Karla Linn Merrifield has had 1000+ poems appear in dozens of journals and anthologies, with 14 books to her credit. Following her 2018 Psyche’s Scroll (Poetry Box Select) is the newly released full-length book Athabaskan Fractal: Poems of the Far North from Cirque Press. Her newest poetry collection, My Body the Guitar, inspired by famous guitarists and their guitars; was published in January 2022 by Before Your Quiet Eyes Publications Holograph Series (Rochester, NY). Web site: https://www.karlalinnmerrifield.org/; blog at https://karlalinnmerrifeld.wordpress.com/; Tweet @LinnMerrifiel; Instagram: https://www.facebook.com/karlalinn.merrifield.

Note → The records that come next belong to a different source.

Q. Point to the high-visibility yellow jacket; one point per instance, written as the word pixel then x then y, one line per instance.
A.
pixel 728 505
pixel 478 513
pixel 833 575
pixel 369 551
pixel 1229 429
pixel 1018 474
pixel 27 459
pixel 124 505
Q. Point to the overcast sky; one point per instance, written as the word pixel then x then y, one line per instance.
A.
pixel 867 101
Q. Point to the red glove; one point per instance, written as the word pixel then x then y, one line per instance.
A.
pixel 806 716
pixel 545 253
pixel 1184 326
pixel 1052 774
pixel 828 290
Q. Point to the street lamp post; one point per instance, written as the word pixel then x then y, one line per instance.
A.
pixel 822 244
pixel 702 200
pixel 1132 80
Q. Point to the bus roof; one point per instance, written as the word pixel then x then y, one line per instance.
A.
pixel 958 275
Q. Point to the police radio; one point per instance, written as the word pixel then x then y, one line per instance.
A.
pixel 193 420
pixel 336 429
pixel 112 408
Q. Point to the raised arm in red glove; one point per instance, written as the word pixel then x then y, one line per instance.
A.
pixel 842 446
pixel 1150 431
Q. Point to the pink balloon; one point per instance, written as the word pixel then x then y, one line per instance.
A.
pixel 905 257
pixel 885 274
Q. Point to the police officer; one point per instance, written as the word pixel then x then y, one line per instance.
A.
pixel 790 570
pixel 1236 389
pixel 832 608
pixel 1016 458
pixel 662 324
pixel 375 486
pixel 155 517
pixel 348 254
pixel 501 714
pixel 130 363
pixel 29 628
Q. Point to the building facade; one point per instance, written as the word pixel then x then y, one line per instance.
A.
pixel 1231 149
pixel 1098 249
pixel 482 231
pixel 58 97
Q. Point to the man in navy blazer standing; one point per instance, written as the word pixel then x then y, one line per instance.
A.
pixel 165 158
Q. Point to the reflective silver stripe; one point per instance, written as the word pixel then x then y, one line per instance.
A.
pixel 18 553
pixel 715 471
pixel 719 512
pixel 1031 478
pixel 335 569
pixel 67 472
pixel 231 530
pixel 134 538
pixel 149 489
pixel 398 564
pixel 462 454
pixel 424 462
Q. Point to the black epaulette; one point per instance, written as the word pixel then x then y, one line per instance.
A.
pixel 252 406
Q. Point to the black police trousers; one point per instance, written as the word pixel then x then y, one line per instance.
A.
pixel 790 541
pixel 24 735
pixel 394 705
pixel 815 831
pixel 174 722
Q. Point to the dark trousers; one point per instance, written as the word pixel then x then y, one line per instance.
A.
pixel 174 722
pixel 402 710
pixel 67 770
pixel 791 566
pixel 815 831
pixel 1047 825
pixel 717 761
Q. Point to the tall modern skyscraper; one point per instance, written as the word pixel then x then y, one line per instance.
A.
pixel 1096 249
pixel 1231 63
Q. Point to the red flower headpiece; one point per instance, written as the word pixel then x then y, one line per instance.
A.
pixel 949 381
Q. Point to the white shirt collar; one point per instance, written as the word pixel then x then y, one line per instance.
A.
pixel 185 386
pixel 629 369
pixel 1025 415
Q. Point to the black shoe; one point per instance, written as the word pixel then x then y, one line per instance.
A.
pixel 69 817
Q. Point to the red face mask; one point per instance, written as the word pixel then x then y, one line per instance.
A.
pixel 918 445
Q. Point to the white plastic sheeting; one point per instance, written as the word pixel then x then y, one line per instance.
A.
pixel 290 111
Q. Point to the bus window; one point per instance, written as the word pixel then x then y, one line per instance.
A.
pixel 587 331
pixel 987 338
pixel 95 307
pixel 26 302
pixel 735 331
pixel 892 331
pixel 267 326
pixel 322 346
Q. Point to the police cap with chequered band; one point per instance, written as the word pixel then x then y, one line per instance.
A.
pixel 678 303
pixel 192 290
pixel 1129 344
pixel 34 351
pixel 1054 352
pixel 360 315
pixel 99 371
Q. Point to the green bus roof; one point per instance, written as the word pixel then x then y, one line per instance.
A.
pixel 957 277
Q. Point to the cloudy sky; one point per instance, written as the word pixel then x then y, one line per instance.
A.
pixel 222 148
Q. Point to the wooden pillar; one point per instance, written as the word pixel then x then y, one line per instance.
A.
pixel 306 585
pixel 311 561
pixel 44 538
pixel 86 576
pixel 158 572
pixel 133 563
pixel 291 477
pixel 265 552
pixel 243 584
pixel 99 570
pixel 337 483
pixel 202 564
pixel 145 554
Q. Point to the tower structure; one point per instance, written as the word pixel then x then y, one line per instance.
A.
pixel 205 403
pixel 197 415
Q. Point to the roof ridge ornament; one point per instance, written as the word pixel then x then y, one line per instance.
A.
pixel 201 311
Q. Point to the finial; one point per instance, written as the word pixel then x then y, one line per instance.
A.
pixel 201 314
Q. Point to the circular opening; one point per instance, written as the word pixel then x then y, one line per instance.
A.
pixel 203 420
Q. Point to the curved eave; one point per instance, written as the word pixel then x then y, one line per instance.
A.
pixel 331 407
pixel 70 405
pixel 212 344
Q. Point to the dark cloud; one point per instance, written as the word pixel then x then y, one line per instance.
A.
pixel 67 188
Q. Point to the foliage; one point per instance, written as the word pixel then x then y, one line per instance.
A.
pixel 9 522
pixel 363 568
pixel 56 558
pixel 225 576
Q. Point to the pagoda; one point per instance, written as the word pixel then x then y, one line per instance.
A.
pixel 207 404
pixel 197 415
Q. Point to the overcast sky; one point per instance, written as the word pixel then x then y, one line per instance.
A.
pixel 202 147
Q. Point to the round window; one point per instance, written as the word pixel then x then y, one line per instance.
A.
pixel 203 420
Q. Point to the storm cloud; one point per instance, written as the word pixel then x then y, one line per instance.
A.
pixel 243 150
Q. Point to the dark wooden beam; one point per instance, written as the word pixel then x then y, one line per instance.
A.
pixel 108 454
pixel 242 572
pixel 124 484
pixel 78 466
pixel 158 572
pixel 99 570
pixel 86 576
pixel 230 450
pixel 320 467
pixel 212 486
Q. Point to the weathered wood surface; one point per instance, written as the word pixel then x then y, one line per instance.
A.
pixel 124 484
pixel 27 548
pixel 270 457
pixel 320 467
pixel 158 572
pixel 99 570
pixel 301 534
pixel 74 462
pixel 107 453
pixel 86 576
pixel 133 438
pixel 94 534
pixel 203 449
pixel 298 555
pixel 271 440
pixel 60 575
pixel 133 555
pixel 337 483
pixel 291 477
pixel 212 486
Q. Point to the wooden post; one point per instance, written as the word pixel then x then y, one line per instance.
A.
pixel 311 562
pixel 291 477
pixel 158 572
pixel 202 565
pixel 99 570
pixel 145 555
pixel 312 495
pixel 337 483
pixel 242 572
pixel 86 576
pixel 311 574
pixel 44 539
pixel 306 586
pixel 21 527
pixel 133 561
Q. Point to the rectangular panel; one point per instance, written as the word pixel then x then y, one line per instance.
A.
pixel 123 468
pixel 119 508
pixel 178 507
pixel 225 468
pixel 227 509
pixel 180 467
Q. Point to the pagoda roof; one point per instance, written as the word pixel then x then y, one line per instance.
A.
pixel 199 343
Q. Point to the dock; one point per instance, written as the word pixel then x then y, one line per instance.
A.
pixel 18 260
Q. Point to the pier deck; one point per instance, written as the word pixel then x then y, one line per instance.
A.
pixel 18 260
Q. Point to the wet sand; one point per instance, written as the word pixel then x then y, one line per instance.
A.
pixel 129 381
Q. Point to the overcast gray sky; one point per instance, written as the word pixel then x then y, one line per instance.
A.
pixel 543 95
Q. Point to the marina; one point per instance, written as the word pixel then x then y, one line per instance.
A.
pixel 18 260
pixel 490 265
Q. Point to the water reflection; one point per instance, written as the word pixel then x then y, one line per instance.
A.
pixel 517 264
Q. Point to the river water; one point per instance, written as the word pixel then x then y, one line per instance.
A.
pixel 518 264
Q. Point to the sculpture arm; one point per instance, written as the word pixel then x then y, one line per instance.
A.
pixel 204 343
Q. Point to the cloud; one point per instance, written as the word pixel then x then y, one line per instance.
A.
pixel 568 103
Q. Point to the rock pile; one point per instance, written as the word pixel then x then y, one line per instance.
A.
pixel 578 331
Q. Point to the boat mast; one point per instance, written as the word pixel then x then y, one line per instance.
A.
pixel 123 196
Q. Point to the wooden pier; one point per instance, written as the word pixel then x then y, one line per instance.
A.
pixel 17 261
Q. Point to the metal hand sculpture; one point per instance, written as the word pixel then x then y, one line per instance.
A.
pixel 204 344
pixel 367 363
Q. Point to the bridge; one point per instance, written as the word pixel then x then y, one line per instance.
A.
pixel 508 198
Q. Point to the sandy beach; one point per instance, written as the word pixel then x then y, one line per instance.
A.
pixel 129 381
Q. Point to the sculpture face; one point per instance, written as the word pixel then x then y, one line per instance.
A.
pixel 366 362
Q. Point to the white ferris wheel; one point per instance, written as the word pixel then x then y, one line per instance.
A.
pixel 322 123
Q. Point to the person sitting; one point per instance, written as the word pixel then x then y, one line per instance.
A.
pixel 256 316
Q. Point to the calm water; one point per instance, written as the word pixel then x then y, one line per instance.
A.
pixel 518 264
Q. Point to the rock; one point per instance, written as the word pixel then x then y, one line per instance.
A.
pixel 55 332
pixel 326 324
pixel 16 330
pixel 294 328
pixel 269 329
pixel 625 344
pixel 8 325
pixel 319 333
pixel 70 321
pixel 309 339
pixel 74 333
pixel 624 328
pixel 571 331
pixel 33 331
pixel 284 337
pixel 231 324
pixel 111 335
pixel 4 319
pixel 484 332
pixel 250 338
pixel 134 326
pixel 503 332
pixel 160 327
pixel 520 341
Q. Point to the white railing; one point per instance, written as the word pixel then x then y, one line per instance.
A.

Aroostook, by Peter Mladinic

Aroostook
by Peter Mladinic

One night, standing in an open door,
looking out at the dark I daydreamed
about being in Aroostook, the County.
I was in the American Southwest. Aroostook
is way up in the Northeast, about as east
as a person can go and still be in the States.

I don’t know what started my Sunday night
Aroostook daydream. Only I thought
Aroostook way up there out of the way,
which meant few people, and fewer wanted
to go there. I guess I wanted to feel special,
like no one wanted to go there but me.

Nothing there that I didn’t have here except
lots of snow. I’m not a snow fan, I wanted
to be there in summer, maybe the one time
no snow falls on Allagash and Bridgewater.
How do these towns differ? Go and see.
I thought about it but I had papers to grade,

bills to pay, promises to keep. I couldn’t
just pack up my Ford 150, stuffing
suitcases in the camper shell and drive
all the way up there. Though it’s possible.
Though I’d be fired from my school where
I teach English and students at desks play

with their phones, which they likely do
in New Limerick and Westmanland,
assuming they have schools, maybe
churches. What would it be like praying
in a church in Blaine, or buying stamps in
St. Agatha’s post office, if it has one?

I Googled a page of Aroostook’s towns and
plantations. What, in 2020, is a plantation?
They are there, according to Google. I had
them memorized and thought about them.
I wanted to walk through a door in
Frenchville, to get out of a car in Mars Hill.

Peter Mladinic’s fourth book of poems, Knives on a Table, is available from Better Than Starbucks Publications. An animal rights advocate, he lives in Hobbs, New Mexico.